平塚市は防災意識の向上を図ろうと19日、防災講演会を市中央公民館で開催した。熊本県の益城だいすきプロジェクト「きままに」代表理事の吉村静代さんのほか、神奈川新聞社「減災新聞」の担当記者が登壇。約250人が来場し、被災現場を知る生の声に耳を傾けた。
吉村さんが活動する熊本県上益城郡益城町は、2016年4月14日以降に発生した熊本地震で震度7の揺れを2回記録している。全壊、半壊した家屋は約6200棟に及び、一部損壊を含めると町内の98%以上が被害を受けた。
吉村さんの自宅も壁が落ちるなどの被害に遭い、近隣住民と駐車場や空き地などでやり過ごしていたが、16日の大雨予報を機に町立益城中央小学校の避難所へ移った。「暗いイメージがあったので行くのは嫌だった」と話す。ペットがいる、小さい子供がいるなどの理由で車中泊を選ぶ人も多かった。

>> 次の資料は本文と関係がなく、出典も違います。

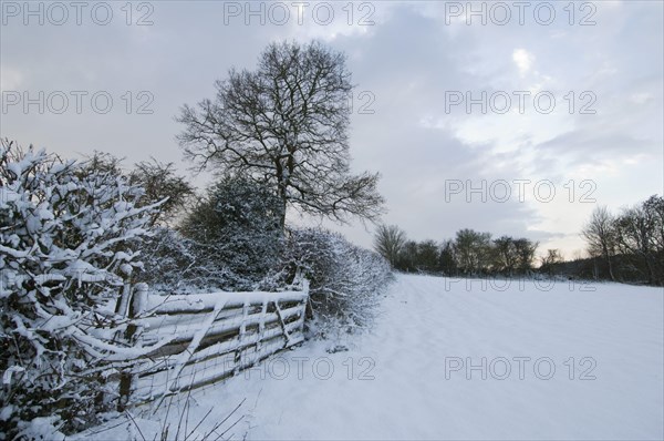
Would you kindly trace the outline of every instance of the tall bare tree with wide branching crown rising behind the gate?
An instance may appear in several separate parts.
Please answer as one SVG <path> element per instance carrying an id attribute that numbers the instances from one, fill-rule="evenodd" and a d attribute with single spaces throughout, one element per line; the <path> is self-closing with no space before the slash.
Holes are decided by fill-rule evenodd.
<path id="1" fill-rule="evenodd" d="M 378 175 L 350 171 L 350 81 L 342 53 L 318 42 L 272 43 L 257 70 L 231 69 L 218 81 L 215 101 L 181 109 L 180 145 L 201 170 L 269 184 L 284 208 L 376 221 Z"/>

もともと地域づくりのボランティア活動に取り組んでいた吉村さんは、避難所運営に関して行政職員に任せきりにせず、「自分たちのことは自分たちで」と呼びかけた。
車いす利用者の通路確保や清掃、物資配布の協力を募ると、住民同士の会話が自然と生まれた。長引く気配のある知らない人ばかりの避難所生活の中で、顔が見える関係づくりを目指した。
避難所内に作ったコミュニティサロン「きままに」では、「お茶でも飲みましょう」と住民に声をかけ、それぞれの被災体験を語り合う「痛みの共有」を図った。誰でも自由に書くことのできる「きままノート」は、ボランティアスタッフからの激励も寄せられ、すぐにページが埋まった。
コミュニティづくりと並行して行ったのが、避難所生活を普段の暮らしに近づけること。紙皿ではなく食器で食事し皿洗いをしたり、花を飾ったり、「生活を回していくことで特に女性たちは元気になった」と振り返る。
「最後はみんな家族のようだった」と吉村さん。避難所生活は4カ月に及んだ。合言葉は「できる人が、できることを、できたしこ(できる分)」。避難所から通勤する人や、子育て中の人もいたため役割分担はあえてせず、料理好きの人には炊き出しを、元学校教諭には、避難所を明るくしてくれた子供たちへの感謝の表彰状作成をお願いするなど、お互いの得意分野を生かした。
8月、避難所の閉鎖を機に、避難所で培ったコミュニティごと仮設住宅に移った。「お互いよく知った仲。安心してその後の生活が送れ、このつながりが復興にも役立つはず」と話していた。